THINK IN LOOPS

2-3 iterations. Stop. Review. Update context. Repeat.

AI WORKFLOWS 2026.01.17

THE WORKFLOW

Problem: AI models drift off-task. They make confident mistakes. Full auto is gambling.

Solution: Slow mode. 2-3 iterations, then stop. Review the code. Update context. Repeat. The human is the checkpoint in the loop.

Ralph runs (2-3x) → Stop
         ↓
    Review code
         ↓
    Update context
         ↓
    Repeat

WHAT'S A RALPH?

Named after Geoffrey Huntley's concept: AI models are like Ralph Wiggum from The Simpsons. No memory. No plan. No continuity. Every moment is complete and isolated.

Every message is a fresh instance that only knows what you show it right now. That's not a limitation to complain about—it's the lever you control.

Every message is a new Ralph.

WHY SLOW MODE WORKS

When you let Ralph run unsupervised for 50 iterations, you're hoping. Wishing. You come back to either a miracle or a mess.

When you stop every 2-3 iterations:

You see where Ralph is heading
You correct course before it compounds
You update the context with what you learned
The next iterations are better informed

Time isn't saved. Time is spent differently. Instead of typing implementation, you're writing tests. Instead of debugging your code, you're examining what Ralph could see.

THE MEMENTO PROBLEM

There's a movie called Memento about a man who can't form new memories. Every few minutes, he forgets everything. So he tattoos the important things on his body—the facts that must persist.
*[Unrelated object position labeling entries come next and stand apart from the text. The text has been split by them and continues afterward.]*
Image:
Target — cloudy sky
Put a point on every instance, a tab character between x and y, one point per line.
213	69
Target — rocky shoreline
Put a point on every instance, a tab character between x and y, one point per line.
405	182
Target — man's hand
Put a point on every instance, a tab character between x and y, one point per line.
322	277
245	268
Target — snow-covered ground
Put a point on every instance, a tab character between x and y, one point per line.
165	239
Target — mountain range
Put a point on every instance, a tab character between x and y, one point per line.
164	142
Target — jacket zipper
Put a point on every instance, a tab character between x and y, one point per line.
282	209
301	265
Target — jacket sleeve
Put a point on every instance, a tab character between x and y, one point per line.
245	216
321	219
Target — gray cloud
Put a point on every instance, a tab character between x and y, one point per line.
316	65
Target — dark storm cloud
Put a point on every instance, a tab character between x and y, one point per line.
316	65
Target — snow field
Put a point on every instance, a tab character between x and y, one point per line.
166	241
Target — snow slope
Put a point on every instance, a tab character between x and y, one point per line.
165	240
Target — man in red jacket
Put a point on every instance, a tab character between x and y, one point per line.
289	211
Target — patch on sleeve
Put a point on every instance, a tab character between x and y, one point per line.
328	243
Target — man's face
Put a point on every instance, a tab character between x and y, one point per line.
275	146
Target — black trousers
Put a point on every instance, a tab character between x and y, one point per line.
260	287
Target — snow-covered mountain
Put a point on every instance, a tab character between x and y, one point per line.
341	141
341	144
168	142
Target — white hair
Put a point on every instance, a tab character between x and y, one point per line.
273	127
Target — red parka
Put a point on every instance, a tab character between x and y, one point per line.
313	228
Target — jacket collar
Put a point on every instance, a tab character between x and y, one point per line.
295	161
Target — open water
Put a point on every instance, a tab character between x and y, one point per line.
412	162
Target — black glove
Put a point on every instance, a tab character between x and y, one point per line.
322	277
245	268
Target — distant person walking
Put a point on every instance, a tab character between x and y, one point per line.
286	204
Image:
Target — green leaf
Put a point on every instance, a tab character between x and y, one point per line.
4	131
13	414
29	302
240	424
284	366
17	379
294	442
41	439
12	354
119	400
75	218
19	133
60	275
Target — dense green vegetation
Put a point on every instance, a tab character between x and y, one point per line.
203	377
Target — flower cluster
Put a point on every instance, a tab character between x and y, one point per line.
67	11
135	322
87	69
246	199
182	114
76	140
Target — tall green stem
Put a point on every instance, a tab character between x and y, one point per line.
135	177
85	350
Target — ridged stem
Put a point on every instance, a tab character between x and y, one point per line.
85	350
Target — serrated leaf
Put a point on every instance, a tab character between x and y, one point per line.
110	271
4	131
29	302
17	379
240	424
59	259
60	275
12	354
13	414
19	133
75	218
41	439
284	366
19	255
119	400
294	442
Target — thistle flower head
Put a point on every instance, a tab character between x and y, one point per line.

Your AI is this man. The context window is his mind. Everything you don't tattoo (include explicitly) doesn't exist.

The inversion: you are not the one without memory. The AI is. You're the handler. You're the one who writes the tattoos.

In slow mode, the "code review" step is where you write new tattoos. You see what Ralph did, you update AGENTS.md or your task list, you give the next Ralph better context than the last one had.

THE ONLY LEVER

The context window is the only thing you control.

That's how you steer. That's how you shape. That's how you influence.

Not the model. Not the framework. Not the tooling. The window.

Once you understand this, you stop caring which AI you're using. The context window is the game board. Everything else is furniture.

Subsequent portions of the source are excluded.